両手仲介になりそうな場合は交渉の余地あり
不動産会社が売主と買主の両方から仲介手数料を受け取る「両手仲介」になりそうな場合は、値引き交渉の余地が大きくなります。通常の片手仲介に比べて不動産会社の収入が倍になるため、多少の値引きにも応じやすいからです。
自社で買主を見つけられる可能性が高い物件や、すでに購入希望者がいる場合などは、積極的に交渉してみましょう。
専任媒介を条件に交渉する
不動産会社にとって、専任媒介契約や専属専任媒介契約は魅力的です。他社との競合がないため、確実に仲介手数料を得られる可能性が高まるからです。「専任媒介にするから手数料を下げてほしい」という交渉は、受け入れられやすい傾向にあります。
無理な値引き要求は逆効果
過度な値引き要求は、販売活動の質の低下を招く可能性があります。広告費や人件費を削減されれば、物件の露出が減り、結果的に売却価格が下がってしまうこともあります。
適正な範囲での交渉を心がけ、不動産会社にもメリットがある形で話を進めることが大切です。
仲介手数料以外にかかる売却費用も把握しておこう
売却時にかかる主な諸費用
空き家売却では、仲介手数料以外にもさまざまな費用がかかります。主なものとして、印紙税、登記費用(抵当権抹消など)、測量費用、残置物処分費用、引っ越し費用などが挙げられます。
また、売却益が出た場合は譲渡所得税も発生します。3,000万円特別控除などの特例を活用できるかどうかで、税負担は大きく変わります。
総費用で比較することが重要
仲介手数料だけに注目するのではなく、売却にかかる総費用で比較することが重要です。手数料が安くても、他の費用が高ければ意味がありません。
見積もりを取る際は、すべての費用を明示してもらい、トータルでいくらかかるのかを把握しましょう。
まとめ
空き家売却における仲介手数料は、法定の上限額内であれば交渉次第で節約できる可能性があります。
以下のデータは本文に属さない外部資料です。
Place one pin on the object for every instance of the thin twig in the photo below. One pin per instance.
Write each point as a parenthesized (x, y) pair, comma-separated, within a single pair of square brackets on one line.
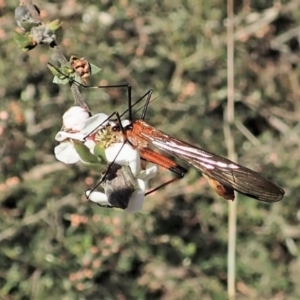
[(229, 121)]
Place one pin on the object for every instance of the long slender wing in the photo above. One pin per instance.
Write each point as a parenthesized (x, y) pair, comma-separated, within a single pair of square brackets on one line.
[(217, 168)]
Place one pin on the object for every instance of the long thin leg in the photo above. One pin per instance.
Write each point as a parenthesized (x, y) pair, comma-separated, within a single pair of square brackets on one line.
[(158, 159), (107, 169)]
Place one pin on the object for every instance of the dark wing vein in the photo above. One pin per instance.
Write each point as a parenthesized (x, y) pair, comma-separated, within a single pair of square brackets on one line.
[(226, 172)]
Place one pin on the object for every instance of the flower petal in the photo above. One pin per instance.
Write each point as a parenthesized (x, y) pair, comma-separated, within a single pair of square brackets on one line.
[(66, 153), (63, 135), (150, 172), (75, 117), (127, 156), (97, 197)]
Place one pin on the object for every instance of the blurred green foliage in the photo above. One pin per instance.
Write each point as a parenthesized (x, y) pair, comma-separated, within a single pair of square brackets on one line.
[(56, 245)]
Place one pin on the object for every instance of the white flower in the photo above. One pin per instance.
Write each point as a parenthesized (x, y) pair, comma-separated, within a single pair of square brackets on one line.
[(75, 117), (66, 153), (79, 125), (136, 200)]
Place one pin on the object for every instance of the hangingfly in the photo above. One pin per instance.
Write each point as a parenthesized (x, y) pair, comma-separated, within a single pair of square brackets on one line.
[(223, 175)]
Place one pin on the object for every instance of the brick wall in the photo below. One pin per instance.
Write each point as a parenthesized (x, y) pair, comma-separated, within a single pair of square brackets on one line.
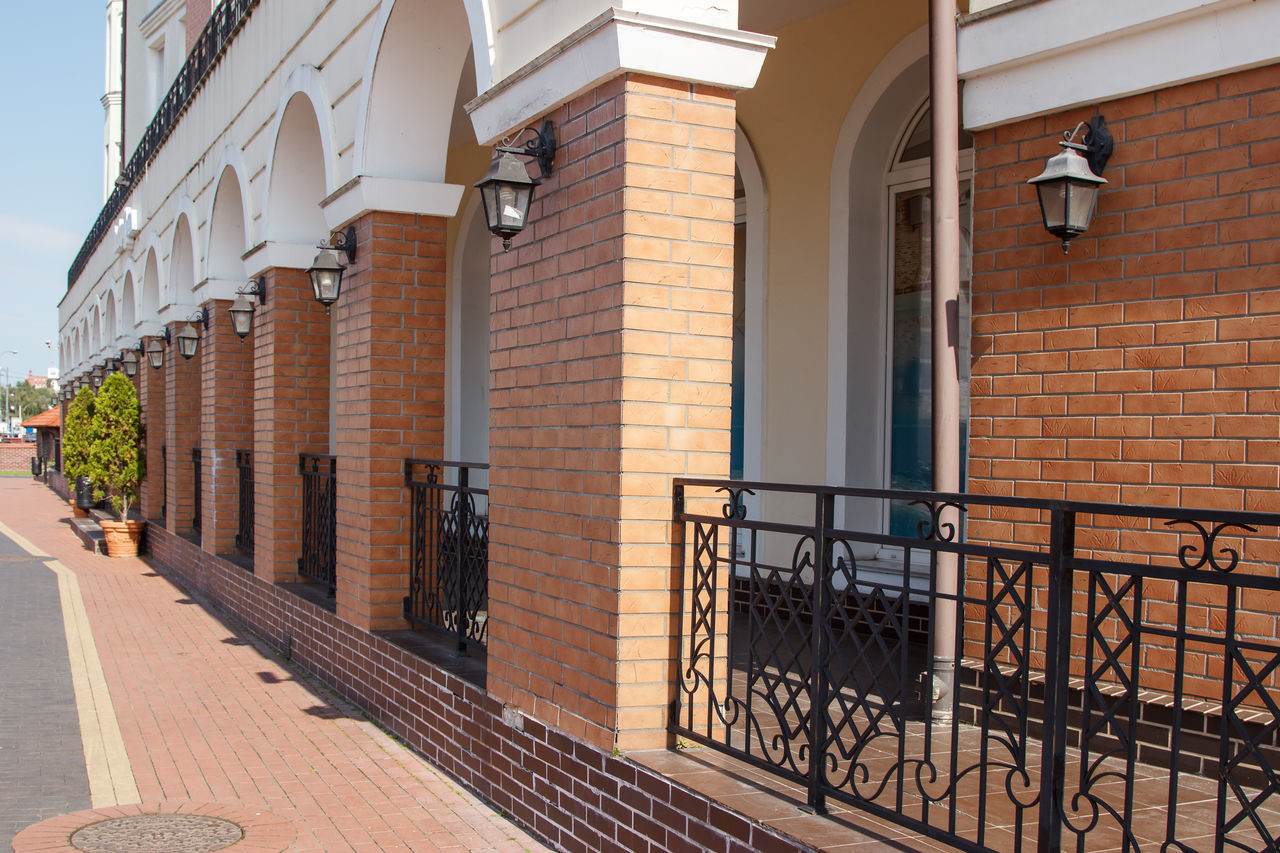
[(579, 797), (611, 346), (225, 425), (151, 400), (291, 414), (182, 402), (1143, 366), (391, 405)]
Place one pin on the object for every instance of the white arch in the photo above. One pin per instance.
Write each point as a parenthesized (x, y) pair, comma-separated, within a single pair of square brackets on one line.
[(152, 276), (179, 267), (128, 302), (233, 159), (890, 71), (110, 324), (282, 213), (414, 142)]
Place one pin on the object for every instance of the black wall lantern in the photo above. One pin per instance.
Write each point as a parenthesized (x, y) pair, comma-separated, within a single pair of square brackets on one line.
[(507, 190), (325, 270), (188, 340), (155, 350), (242, 310), (1068, 188)]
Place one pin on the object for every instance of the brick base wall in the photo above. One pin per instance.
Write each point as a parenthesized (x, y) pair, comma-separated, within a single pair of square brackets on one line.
[(575, 796)]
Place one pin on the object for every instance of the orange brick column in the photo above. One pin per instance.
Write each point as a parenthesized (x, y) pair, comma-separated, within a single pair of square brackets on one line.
[(182, 434), (225, 425), (291, 415), (1142, 366), (611, 375), (391, 405), (151, 398)]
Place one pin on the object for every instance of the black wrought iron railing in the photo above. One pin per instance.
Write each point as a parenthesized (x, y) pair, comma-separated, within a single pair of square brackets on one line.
[(223, 23), (245, 515), (1118, 678), (448, 548), (319, 519), (197, 487)]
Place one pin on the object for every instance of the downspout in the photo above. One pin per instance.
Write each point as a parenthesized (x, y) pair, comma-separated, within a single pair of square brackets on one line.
[(945, 179)]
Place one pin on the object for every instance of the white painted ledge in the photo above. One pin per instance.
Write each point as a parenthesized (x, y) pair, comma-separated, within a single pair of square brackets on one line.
[(366, 194), (1047, 56), (273, 255), (613, 44)]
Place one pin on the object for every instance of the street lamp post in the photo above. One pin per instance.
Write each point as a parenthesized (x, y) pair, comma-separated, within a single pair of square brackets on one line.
[(8, 422)]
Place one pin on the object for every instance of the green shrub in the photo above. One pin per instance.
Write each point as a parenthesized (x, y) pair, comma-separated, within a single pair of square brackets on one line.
[(78, 436), (114, 459)]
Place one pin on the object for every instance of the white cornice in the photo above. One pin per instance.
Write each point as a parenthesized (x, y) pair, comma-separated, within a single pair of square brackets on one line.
[(612, 44), (159, 16), (1047, 56), (365, 194)]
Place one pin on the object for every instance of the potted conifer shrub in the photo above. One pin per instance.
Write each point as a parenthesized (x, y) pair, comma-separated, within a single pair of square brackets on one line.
[(77, 437), (115, 461)]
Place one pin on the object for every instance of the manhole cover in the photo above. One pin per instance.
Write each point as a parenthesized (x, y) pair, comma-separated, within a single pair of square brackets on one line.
[(158, 834)]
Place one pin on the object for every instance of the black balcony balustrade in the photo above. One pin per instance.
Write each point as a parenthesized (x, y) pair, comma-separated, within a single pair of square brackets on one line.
[(245, 515), (448, 548), (223, 23), (319, 519), (1118, 680), (197, 488)]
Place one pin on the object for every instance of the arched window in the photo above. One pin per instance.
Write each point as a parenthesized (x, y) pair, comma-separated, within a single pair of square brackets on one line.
[(909, 323)]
複数の不動産会社を比較し、適切なタイミングで値引き交渉を行うことで、数万円から数十万円の節約につながることもあります。
ただし、手数料の安さだけで不動産会社を選ぶのは危険です。販売力や実績、担当者の対応力なども含めて総合的に判断し、最終的な手取り額を最大化することを目指しましょう。仲介手数料の仕組みを正しく理解し、賢く空き家売却を進めてください。